It’s okay in this moment. It will not be okay soon enough. Take good care of yourself so you are ready for the ride.
How are you coping in this personal and political moment? Do tell, dear readers.
I am a caretaker, primary or secondary, for two people of different ages who live with extreme disability. One fell ill ten years ago. The other is a young child. Both will outlive me by decades.
To many on the outside, both look like tragedies. They are not.
I have come over the years to define 'okay' for all of us, or better than okay, almost entirely in terms of how cheerful or positive they are.
Miraculously, they usually both are, and I feel blessed for it.
If and when one or the other goes through a spell of very much not being positive and cheerful, and a spell can be, I must admit, years long, I have to hold onto a different idea of okay that looks more like 'safe and working on the rest.'
We humans are made to play the cards we have been dealt. It is vital, I find, to have an eye for what is golden and wonderful even while facing realistically what is very much not and doing our part to make things better.

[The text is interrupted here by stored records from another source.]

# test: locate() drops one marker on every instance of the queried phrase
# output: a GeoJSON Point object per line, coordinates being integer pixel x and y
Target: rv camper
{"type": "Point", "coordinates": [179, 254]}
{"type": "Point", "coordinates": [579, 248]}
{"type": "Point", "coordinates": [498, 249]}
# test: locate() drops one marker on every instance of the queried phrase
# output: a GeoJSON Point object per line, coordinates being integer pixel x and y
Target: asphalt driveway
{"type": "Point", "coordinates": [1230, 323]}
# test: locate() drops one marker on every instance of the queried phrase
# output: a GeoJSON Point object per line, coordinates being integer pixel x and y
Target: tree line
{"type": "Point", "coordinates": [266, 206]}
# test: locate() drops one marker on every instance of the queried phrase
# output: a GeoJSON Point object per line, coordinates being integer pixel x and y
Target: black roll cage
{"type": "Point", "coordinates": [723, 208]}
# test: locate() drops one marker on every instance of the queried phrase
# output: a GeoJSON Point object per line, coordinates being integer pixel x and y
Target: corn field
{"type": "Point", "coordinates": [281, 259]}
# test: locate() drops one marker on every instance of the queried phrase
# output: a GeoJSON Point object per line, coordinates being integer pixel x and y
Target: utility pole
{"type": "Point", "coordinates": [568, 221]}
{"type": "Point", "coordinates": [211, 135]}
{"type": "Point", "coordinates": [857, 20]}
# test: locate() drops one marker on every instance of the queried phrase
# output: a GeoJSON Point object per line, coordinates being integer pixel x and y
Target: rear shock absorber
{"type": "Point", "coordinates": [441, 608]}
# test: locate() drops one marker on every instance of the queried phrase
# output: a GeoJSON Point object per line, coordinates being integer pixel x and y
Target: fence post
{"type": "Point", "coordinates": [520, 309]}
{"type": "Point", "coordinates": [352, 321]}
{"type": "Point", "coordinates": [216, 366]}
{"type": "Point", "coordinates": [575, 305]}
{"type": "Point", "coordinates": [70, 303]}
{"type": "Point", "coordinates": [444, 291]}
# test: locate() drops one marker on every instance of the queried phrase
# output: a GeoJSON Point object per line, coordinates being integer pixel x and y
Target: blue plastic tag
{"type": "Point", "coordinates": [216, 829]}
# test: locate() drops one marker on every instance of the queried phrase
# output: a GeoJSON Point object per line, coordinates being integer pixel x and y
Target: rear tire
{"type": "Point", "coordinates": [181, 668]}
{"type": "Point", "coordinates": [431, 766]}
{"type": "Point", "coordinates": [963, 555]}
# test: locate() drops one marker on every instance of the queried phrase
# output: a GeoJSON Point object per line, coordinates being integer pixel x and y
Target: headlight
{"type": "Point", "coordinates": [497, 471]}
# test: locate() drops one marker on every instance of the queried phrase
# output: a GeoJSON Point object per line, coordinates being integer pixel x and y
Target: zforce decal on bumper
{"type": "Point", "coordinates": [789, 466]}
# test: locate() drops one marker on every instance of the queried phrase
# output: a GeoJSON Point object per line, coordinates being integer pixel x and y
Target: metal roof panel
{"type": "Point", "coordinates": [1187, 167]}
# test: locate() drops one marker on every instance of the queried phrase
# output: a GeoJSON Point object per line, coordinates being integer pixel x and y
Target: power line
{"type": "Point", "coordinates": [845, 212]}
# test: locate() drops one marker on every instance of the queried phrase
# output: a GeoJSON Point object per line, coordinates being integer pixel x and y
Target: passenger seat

I love this Courtney. And I completely agree that what you and your family are experiencing is a microcosm of what so many of us in the US are experiencing right now. I'm struggling daily (hourly, minutely) to find my footing amidst the backdrop of such horrible, cruel, and destabilizing developments and the ups and downs of work, family, life, perimenopause and the like. My own substack is my attempt to find that balance between being a good human, defending democracy while doing the things to feed our bodies and souls so we can keep showing up. A work in progress for sure. Sending you a hug!